Single by Sarah Blasko

from the album As Day Follows Night
- Released: May 2009
- Length: 3:53
- Label: Dew Process
- Songwriter: Sarah Blasko
- Producer: Björn Yttling

Sarah Blasko singles chronology
| "Always on This Line" (2006) | "All I Want" (2009) | "We Won't Run" (2009) |

= All I Want (Sarah Blasko song) =

"All I Want" is a song by Australian singer/songwriter Sarah Blasko. The song was released in May 2009 as the lead single from her third studio album As Day Follows Night. The song peaked at number 64 on the ARIA Chart.

The song placed at number 29 on the Triple J Hottest 100, 2009.

At the 2009 ARIA Music Awards, the Head Pictures, Damon Escott, Stephen Lance directed video was nominated for Best Video.

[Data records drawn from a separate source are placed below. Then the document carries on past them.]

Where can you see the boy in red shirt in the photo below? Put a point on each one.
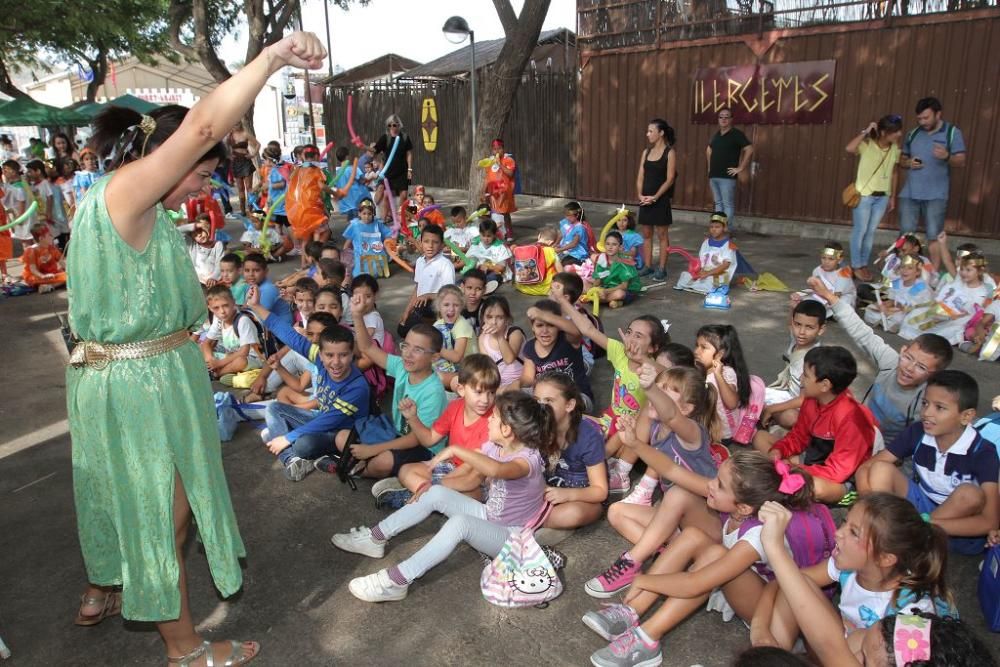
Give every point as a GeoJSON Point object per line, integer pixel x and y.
{"type": "Point", "coordinates": [834, 433]}
{"type": "Point", "coordinates": [44, 266]}
{"type": "Point", "coordinates": [464, 422]}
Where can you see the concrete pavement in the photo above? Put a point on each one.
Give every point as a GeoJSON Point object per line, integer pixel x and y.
{"type": "Point", "coordinates": [295, 600]}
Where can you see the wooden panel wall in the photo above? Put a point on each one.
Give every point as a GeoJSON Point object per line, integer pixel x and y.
{"type": "Point", "coordinates": [881, 68]}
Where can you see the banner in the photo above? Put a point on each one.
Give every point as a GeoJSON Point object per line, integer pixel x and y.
{"type": "Point", "coordinates": [789, 93]}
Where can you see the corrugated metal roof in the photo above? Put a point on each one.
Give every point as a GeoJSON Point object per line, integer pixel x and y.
{"type": "Point", "coordinates": [457, 62]}
{"type": "Point", "coordinates": [390, 64]}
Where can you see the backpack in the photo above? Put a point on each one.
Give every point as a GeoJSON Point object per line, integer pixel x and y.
{"type": "Point", "coordinates": [810, 536]}
{"type": "Point", "coordinates": [744, 430]}
{"type": "Point", "coordinates": [530, 266]}
{"type": "Point", "coordinates": [949, 131]}
{"type": "Point", "coordinates": [268, 344]}
{"type": "Point", "coordinates": [522, 575]}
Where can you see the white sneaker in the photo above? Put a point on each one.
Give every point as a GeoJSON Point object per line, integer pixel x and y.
{"type": "Point", "coordinates": [387, 484]}
{"type": "Point", "coordinates": [359, 541]}
{"type": "Point", "coordinates": [377, 587]}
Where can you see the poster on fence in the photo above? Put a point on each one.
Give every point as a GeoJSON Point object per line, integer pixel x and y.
{"type": "Point", "coordinates": [780, 93]}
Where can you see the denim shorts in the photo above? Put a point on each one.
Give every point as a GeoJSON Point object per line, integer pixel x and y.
{"type": "Point", "coordinates": [968, 546]}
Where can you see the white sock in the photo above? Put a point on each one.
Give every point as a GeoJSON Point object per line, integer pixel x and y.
{"type": "Point", "coordinates": [646, 639]}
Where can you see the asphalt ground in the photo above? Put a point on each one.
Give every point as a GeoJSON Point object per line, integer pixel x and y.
{"type": "Point", "coordinates": [295, 599]}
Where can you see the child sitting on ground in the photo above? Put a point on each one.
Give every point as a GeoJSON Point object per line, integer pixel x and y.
{"type": "Point", "coordinates": [954, 305]}
{"type": "Point", "coordinates": [537, 264]}
{"type": "Point", "coordinates": [576, 477]}
{"type": "Point", "coordinates": [298, 436]}
{"type": "Point", "coordinates": [895, 396]}
{"type": "Point", "coordinates": [574, 245]}
{"type": "Point", "coordinates": [464, 423]}
{"type": "Point", "coordinates": [366, 237]}
{"type": "Point", "coordinates": [613, 281]}
{"type": "Point", "coordinates": [834, 434]}
{"type": "Point", "coordinates": [955, 471]}
{"type": "Point", "coordinates": [521, 436]}
{"type": "Point", "coordinates": [458, 340]}
{"type": "Point", "coordinates": [205, 252]}
{"type": "Point", "coordinates": [906, 292]}
{"type": "Point", "coordinates": [501, 340]}
{"type": "Point", "coordinates": [231, 344]}
{"type": "Point", "coordinates": [888, 561]}
{"type": "Point", "coordinates": [718, 259]}
{"type": "Point", "coordinates": [385, 443]}
{"type": "Point", "coordinates": [556, 346]}
{"type": "Point", "coordinates": [431, 273]}
{"type": "Point", "coordinates": [782, 398]}
{"type": "Point", "coordinates": [838, 279]}
{"type": "Point", "coordinates": [681, 422]}
{"type": "Point", "coordinates": [492, 256]}
{"type": "Point", "coordinates": [44, 265]}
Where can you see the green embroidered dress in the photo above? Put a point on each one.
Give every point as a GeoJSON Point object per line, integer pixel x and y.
{"type": "Point", "coordinates": [137, 421]}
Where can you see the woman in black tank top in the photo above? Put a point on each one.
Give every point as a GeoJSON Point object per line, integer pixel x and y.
{"type": "Point", "coordinates": [655, 186]}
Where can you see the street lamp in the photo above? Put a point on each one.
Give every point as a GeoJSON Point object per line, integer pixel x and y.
{"type": "Point", "coordinates": [455, 30]}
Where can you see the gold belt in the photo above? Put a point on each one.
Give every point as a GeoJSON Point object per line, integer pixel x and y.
{"type": "Point", "coordinates": [96, 355]}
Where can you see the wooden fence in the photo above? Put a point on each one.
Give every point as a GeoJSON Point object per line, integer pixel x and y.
{"type": "Point", "coordinates": [882, 66]}
{"type": "Point", "coordinates": [540, 131]}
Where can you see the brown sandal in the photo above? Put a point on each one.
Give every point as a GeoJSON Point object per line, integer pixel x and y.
{"type": "Point", "coordinates": [112, 607]}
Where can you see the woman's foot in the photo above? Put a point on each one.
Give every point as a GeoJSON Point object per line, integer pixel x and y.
{"type": "Point", "coordinates": [96, 605]}
{"type": "Point", "coordinates": [226, 652]}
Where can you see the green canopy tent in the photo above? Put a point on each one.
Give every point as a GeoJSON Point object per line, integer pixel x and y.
{"type": "Point", "coordinates": [26, 112]}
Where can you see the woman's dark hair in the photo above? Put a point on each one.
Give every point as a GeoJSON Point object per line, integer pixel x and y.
{"type": "Point", "coordinates": [756, 480]}
{"type": "Point", "coordinates": [724, 338]}
{"type": "Point", "coordinates": [886, 125]}
{"type": "Point", "coordinates": [894, 527]}
{"type": "Point", "coordinates": [668, 132]}
{"type": "Point", "coordinates": [953, 643]}
{"type": "Point", "coordinates": [117, 133]}
{"type": "Point", "coordinates": [534, 424]}
{"type": "Point", "coordinates": [570, 391]}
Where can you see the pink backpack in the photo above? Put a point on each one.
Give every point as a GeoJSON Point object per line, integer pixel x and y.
{"type": "Point", "coordinates": [743, 424]}
{"type": "Point", "coordinates": [522, 575]}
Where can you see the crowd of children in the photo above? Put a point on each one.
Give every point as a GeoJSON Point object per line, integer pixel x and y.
{"type": "Point", "coordinates": [495, 426]}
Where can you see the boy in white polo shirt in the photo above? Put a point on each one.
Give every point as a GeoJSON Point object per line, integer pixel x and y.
{"type": "Point", "coordinates": [431, 272]}
{"type": "Point", "coordinates": [955, 470]}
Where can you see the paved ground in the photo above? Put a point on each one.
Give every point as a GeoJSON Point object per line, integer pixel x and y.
{"type": "Point", "coordinates": [295, 599]}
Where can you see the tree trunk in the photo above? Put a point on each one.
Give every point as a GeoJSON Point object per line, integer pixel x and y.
{"type": "Point", "coordinates": [99, 66]}
{"type": "Point", "coordinates": [7, 86]}
{"type": "Point", "coordinates": [502, 82]}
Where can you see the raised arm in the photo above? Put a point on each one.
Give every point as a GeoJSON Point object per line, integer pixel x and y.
{"type": "Point", "coordinates": [139, 185]}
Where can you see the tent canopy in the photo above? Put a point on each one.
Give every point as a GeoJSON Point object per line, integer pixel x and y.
{"type": "Point", "coordinates": [26, 112]}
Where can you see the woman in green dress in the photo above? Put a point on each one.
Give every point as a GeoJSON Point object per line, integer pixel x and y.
{"type": "Point", "coordinates": [146, 452]}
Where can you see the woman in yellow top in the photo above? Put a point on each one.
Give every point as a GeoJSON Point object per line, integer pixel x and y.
{"type": "Point", "coordinates": [878, 149]}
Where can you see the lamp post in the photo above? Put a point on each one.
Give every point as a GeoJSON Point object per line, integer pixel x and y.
{"type": "Point", "coordinates": [455, 30]}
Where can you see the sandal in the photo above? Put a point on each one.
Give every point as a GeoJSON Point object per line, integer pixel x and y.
{"type": "Point", "coordinates": [112, 606]}
{"type": "Point", "coordinates": [236, 656]}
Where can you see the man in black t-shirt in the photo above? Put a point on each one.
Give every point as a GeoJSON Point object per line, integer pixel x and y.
{"type": "Point", "coordinates": [728, 154]}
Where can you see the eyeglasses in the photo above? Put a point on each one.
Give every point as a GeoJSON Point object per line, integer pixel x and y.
{"type": "Point", "coordinates": [419, 351]}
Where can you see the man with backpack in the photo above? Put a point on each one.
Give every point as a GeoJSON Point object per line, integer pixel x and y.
{"type": "Point", "coordinates": [930, 150]}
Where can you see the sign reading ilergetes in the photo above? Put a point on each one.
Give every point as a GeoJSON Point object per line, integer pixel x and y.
{"type": "Point", "coordinates": [790, 93]}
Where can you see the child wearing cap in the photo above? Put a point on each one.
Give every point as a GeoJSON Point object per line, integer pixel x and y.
{"type": "Point", "coordinates": [717, 256]}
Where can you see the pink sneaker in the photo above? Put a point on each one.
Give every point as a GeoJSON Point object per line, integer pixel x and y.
{"type": "Point", "coordinates": [616, 578]}
{"type": "Point", "coordinates": [642, 494]}
{"type": "Point", "coordinates": [618, 481]}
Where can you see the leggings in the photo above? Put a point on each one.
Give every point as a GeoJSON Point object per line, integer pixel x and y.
{"type": "Point", "coordinates": [466, 523]}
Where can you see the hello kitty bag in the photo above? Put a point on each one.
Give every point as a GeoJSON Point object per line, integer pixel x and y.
{"type": "Point", "coordinates": [522, 575]}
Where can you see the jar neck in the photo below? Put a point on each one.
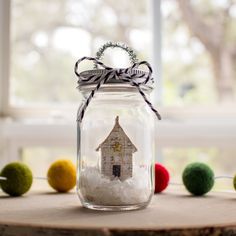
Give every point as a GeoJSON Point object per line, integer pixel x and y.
{"type": "Point", "coordinates": [115, 92]}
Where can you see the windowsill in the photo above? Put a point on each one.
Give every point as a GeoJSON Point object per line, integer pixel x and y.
{"type": "Point", "coordinates": [219, 132]}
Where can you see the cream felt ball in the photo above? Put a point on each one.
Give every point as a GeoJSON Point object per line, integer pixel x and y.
{"type": "Point", "coordinates": [19, 179]}
{"type": "Point", "coordinates": [62, 175]}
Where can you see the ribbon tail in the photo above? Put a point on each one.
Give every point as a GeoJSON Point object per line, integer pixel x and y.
{"type": "Point", "coordinates": [148, 102]}
{"type": "Point", "coordinates": [88, 100]}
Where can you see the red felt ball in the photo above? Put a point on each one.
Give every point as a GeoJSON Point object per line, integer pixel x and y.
{"type": "Point", "coordinates": [161, 178]}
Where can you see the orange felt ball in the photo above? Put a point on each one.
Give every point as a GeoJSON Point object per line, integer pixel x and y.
{"type": "Point", "coordinates": [162, 178]}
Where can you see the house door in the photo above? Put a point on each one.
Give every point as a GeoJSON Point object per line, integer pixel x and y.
{"type": "Point", "coordinates": [116, 170]}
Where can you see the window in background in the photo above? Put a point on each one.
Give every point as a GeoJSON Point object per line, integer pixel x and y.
{"type": "Point", "coordinates": [199, 52]}
{"type": "Point", "coordinates": [47, 37]}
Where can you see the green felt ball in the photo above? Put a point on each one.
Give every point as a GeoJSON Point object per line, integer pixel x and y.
{"type": "Point", "coordinates": [235, 182]}
{"type": "Point", "coordinates": [19, 179]}
{"type": "Point", "coordinates": [198, 178]}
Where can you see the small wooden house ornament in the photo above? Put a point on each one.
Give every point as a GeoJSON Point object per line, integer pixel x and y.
{"type": "Point", "coordinates": [117, 154]}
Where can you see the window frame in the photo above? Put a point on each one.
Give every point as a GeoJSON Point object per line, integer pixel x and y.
{"type": "Point", "coordinates": [7, 110]}
{"type": "Point", "coordinates": [187, 126]}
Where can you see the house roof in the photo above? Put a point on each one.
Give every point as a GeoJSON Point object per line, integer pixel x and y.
{"type": "Point", "coordinates": [116, 128]}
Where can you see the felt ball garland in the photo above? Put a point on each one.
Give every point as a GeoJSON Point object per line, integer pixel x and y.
{"type": "Point", "coordinates": [198, 178]}
{"type": "Point", "coordinates": [16, 178]}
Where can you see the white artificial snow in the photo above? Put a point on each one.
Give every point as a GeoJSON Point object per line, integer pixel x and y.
{"type": "Point", "coordinates": [100, 190]}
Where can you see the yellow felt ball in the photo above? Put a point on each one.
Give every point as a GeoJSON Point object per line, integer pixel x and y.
{"type": "Point", "coordinates": [62, 175]}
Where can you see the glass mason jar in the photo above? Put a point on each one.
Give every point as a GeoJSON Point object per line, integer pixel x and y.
{"type": "Point", "coordinates": [116, 146]}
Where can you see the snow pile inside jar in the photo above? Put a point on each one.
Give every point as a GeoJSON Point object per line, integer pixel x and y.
{"type": "Point", "coordinates": [102, 191]}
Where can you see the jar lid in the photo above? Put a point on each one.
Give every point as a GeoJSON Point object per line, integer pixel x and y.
{"type": "Point", "coordinates": [115, 77]}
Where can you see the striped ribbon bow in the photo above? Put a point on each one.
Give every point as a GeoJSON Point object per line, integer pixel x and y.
{"type": "Point", "coordinates": [127, 75]}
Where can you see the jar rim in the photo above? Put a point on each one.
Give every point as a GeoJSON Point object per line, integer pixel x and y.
{"type": "Point", "coordinates": [114, 87]}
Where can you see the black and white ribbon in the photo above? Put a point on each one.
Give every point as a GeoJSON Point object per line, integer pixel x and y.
{"type": "Point", "coordinates": [127, 75]}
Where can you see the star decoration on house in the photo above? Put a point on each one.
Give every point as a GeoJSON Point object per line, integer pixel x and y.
{"type": "Point", "coordinates": [116, 147]}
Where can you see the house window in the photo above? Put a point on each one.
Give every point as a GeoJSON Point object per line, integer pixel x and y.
{"type": "Point", "coordinates": [116, 170]}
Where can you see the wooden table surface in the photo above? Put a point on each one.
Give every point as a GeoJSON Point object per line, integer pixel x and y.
{"type": "Point", "coordinates": [171, 213]}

At the APRA Music Awards of 2010, the song was nominated for Song of the Year.

==Track listing==

Digital download and streaming
| No. | Title | Length |
|---|---|---|
| 1. | "All I Want" |  |

==Charts==

| Chart (2009) | Peak position |
|---|---|
| Australia (ARIA) | 64 |

==Certifications==

| Region | Certification | Certified units/sales |
| Australia (ARIA) | Gold | 35,000^{‡} |
^{‡} Sales+streaming figures based on certification alone.